This course will discuss a range of analytical techniques that can be used to answer key policy questions. Participants will learn how to measure the impact of policy and whether or not a particular policy improves individuals’ lives. The focus of the course will be on the assumptions, purpose and limitations of the techniques, rather than formulae and equations.
By using technical aspects that underpin impact evaluating approaches and focusing on use of intuition and examples this course will develop the ability to:
- assess the quality of data in research and Government reports
- understand the rationale of major contemporary approaches to the measurement of impact of Government policies
- critically assess the validity of causal claims in quantitative analysis
- determine the appropriate techniques to evaluate the impact of an event.
For those with little background in statistics you may also be interested in these related courses: Policy evaluation and Data analysis for decision-making and policy reports
The aim of this course is to introduce and discuss a range of analytical techniques that can be used to answer key policy questions. The course will familiarise you with techniques that help target scarce resources, analyse the relationship between variables, use longitudinal data to understand change through time, and identify biases.

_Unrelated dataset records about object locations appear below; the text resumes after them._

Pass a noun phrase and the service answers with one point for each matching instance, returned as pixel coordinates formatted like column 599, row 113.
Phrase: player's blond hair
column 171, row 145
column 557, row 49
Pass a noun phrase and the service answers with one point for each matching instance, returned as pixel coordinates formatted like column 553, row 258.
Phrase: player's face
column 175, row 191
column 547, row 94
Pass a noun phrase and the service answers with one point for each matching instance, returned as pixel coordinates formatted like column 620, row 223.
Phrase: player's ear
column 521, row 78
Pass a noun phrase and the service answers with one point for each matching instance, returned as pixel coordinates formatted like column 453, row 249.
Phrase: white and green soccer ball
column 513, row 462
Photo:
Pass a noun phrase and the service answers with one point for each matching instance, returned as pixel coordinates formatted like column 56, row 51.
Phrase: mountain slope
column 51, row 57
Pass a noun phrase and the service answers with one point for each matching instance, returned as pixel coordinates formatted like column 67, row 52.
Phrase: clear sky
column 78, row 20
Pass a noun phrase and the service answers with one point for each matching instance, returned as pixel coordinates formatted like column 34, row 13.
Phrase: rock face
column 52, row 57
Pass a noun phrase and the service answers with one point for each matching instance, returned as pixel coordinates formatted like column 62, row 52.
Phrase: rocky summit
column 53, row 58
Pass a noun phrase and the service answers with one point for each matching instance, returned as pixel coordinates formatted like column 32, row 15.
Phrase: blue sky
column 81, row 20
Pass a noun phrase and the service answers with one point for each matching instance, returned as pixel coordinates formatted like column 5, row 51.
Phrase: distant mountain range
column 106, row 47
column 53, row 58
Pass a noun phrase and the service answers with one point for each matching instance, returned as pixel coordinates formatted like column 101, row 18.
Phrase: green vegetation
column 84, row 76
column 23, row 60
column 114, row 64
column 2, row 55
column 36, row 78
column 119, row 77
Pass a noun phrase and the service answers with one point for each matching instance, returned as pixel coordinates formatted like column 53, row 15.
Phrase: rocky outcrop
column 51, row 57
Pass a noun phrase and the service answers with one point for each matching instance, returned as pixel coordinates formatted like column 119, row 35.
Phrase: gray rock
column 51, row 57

One of the key policy questions we focus on is whether or not a particular policy or program improves individual lives. This is a fundamental question that has relevance across many policy domains including social policy, economic policy, health, education, development assistance and many more. Such causal questions are surprisingly difficult to answer. We look at the main problem of causality in policy analysis – how to deal with selection. We then address some of the main techniques used to control unobserved heterogeneity, with a focus on their uses and limitations. The course is highly applied and we use examples from a range of policy domains to show how and when we can measure impact.
Dr Hoa Nguyen
Hoa Nguyen is a Research Fellow at the Crawford School of Public Policy. She is interested in analyzing economic policies in health and food security, and issues related to climate change, inequality and poverty. Her research has been published in the world’s leading international journals, including Political Analysis, Journal of Agricultural Economics, Land Economics, Ecological Economics, Economic Modelling and World Development. Hoa teach Econometric Techniques, Mathematical Methods in Applied Economics, and Microeconomic Analysis and Policy at the postgraduate level.